Cette situation pourrait amener à croire qu’il s’agit d’une certaine forme
de « victoire » ou en tout cas d’une reconnaissance des théories et des
luttes du mouvement antispéciste au sein des espaces anarchistes,
autonomes ou de la « gauche radicale ». Ce n’est pourtant pas le cas.
Les cantines végétaliennes sont des outils de lutte historique du
mouvement antispéciste (comme le sabotage et les libérations). Elles
s’inscrivent dans une stratégie de propagande par l’exemple. Il s’agit
de montrer que l’on peut avoir accès à une alimentation équilibrée,
agréable et accessible sans utiliser de produits issus directement de
l’exploitation d’animaux non-humains.
Pourquoi cet outil de diffusion ne semble pas fonctionner au sein des
espaces radicaux ?
Une dépolitisation du choix de l’alimentation végétale
Cet échec est profondément lié au fait que la mise en place des cantines
végétaliennes au sein des espaces radicaux s’est faite par la
dépolitisation du contenu théorique et la disparition des idées
antispécistes pourtant à l’origine des cantines végétaliennes. Revenons
sur quelques pratiques de dépolitisation courantes.
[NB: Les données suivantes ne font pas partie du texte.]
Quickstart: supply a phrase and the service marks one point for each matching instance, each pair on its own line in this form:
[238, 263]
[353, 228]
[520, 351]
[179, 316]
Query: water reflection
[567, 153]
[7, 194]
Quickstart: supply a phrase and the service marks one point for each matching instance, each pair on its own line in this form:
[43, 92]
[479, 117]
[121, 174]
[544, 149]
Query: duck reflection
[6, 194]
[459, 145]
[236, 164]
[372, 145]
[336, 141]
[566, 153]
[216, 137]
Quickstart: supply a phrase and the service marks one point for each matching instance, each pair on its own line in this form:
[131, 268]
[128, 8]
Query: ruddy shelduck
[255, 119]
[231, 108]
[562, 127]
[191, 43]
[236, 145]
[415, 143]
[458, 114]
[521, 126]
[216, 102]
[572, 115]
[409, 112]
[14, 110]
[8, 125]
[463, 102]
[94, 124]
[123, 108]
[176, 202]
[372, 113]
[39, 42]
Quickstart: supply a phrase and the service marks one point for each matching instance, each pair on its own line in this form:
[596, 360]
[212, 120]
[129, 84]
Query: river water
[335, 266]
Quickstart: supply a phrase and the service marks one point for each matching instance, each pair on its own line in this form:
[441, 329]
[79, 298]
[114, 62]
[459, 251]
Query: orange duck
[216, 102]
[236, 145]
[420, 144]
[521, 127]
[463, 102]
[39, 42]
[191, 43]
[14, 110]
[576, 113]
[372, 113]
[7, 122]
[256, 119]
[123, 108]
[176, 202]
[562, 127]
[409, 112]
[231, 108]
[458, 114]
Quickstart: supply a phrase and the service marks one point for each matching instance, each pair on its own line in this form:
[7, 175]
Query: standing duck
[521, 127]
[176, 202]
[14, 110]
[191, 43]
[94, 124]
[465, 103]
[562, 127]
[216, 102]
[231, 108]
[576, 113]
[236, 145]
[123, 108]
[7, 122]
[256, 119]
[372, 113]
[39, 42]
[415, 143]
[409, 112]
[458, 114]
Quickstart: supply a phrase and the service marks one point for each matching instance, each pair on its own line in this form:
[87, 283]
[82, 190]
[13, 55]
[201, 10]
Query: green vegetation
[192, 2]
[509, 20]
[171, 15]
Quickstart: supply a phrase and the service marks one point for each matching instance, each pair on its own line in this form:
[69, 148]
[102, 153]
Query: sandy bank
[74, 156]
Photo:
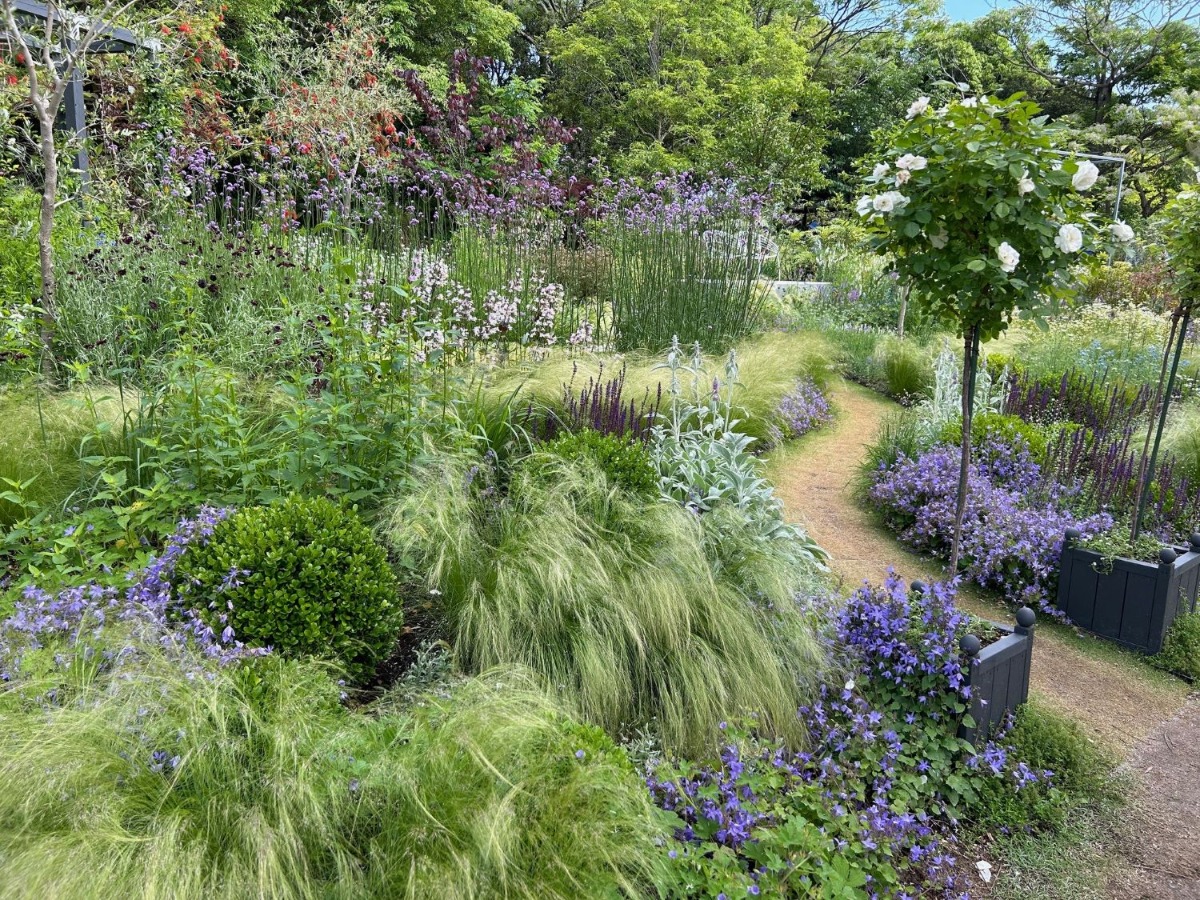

- Absence de communication sur le sujet
De nombreux lieux ou espaces n’indiquent pas explicitement que les
cantines sont végétales dans leur communication. Parfois même en
justifiant que le dire explicitement amènerait certaines personnes à ne pas venir. Cette prétendue ouverture envers des personnes imaginaires
permet donc de faire disparaître les positionnements et des choix
politiques (ou leur absence) dans l’alimentation.
De même, il est exceptionnel de voir des flyers antispécistes sur les
tables de ces cantines. Pourtant le choix de l’alimentation végétalienne,
comme celui du prix libre ou encore de l’auto-gestion sont des choix
politiques. Il s’agit d’essayer de créer ici et maintenant le monde futur.
- Le faux argument de l’inclusion
Lorsqu’il s’agit de justifier le choix de l’alimentation végétale, un
argument qui ressort souvent, c’est qu’il s’agit d’un mode
d’alimentation collective qui permet de respecter les contraintes
alimentaires les plus courantes des personnes qui viennent se nourrir à
la cantine : hallal, casher, vegan...
Cet argument conduit à mettre sur le même pied l’adhésion à des
croyances religieuses que des positionnements s’opposant à
l’exploitation et au massacre continuel de milliards d’animaux.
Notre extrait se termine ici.